How do you solve the system of equations \[x+y=3\] , \[x-y=1\] by graphing?

Answer 1

Hint: The given equations are of straight lines in the \[x-y\], \[2-D\] coordinate system. From the given two equations we clearly observe that with a little manipulation we can convert them into the “Intercept form” of the equations, whose general form is defined by:
\[\dfrac{x}{a}+\dfrac{y}{b}=1\]
Here, \[a\] and \[b\] are \[x\] and \[y\] intercepts respectively. The two equations hence transformed into the standard form, makes the graph plotting simpler. After plotting the respective lines on the graph paper, their point of intersection is located. This point of intersection of the two straight lines is the solution of the system of linear equations.

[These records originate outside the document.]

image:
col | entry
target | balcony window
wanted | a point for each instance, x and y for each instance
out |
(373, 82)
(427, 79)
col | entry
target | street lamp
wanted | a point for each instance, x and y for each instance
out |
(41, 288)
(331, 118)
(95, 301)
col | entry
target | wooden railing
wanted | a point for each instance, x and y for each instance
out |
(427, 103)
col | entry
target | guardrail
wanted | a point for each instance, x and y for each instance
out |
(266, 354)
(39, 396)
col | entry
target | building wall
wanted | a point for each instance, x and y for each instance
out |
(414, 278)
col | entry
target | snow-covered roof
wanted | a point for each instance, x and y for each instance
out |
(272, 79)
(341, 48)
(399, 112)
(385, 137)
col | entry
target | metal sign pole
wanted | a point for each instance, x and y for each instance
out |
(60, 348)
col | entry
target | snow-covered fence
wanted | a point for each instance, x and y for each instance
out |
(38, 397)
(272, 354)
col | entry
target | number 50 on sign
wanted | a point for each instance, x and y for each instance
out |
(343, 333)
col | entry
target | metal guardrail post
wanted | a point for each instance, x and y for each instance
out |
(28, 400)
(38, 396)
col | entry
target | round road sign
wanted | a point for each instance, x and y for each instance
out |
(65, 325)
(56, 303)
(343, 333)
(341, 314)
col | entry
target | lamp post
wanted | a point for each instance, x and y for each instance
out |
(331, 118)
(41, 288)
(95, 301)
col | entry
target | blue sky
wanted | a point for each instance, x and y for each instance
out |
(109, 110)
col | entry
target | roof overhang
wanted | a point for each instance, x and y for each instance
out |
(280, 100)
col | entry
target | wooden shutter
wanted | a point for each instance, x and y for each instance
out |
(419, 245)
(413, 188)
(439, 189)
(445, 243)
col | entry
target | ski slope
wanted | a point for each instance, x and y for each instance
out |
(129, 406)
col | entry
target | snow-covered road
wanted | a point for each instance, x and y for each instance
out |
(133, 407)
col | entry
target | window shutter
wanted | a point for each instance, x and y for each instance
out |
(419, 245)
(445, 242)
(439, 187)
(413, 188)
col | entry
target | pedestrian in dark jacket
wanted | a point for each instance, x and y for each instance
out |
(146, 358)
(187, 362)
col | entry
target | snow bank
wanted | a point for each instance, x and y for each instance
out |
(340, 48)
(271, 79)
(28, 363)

Complete step by step answer:
The two equations are first transformed into the "Intercept form", by dividing the first equation by \[3\] and the second equation by \[1\] . After transformation, we write the equations as:
\[\dfrac{x}{3}+\dfrac{y}{3}=1\text{ }\cdot \cdot \cdot \cdot \cdot \cdot \cdot \text{ eqn 1}\]
\[\dfrac{x}{1}-\dfrac{y}{1}=1\text{ }\cdot \cdot \cdot \cdot \cdot \cdot \cdot \text{ eqn 2}\]
We can further transform the second equation as \[\dfrac{x}{1}+\dfrac{y}{-1}=1\] . Therefore, we draw the first line with x and y intercepts as \[3\] each and the second line with x-intercept \[1\] and y-intercept \[\left( -1 \right)\] . We thus plot the graph on Geogebra, providing the “Intercept form” of the two linear equations. The point of intersection of the pair of straight lines is located on the graph and is noted down. It comes out to be \[\left( 2,1 \right)\] . The point of intersection of two straight lines, is the only point that lies on both the lines. In other words, it is the only point that satisfies both the linear equations, i.e. it is the only solution of the given system of linear equations.

Note:
We must be very careful while transforming the given equations into their standardized form, especially with the negative and positive signs. Apart from the intercept form, other forms may also be considered for transformation, which depends solely on the equation. For example, this problem can also be solved using the slope-intercept form, but the above-shown method is the simplest and easy to understand. The proper scale must be used for accurate identification of the point of intersection.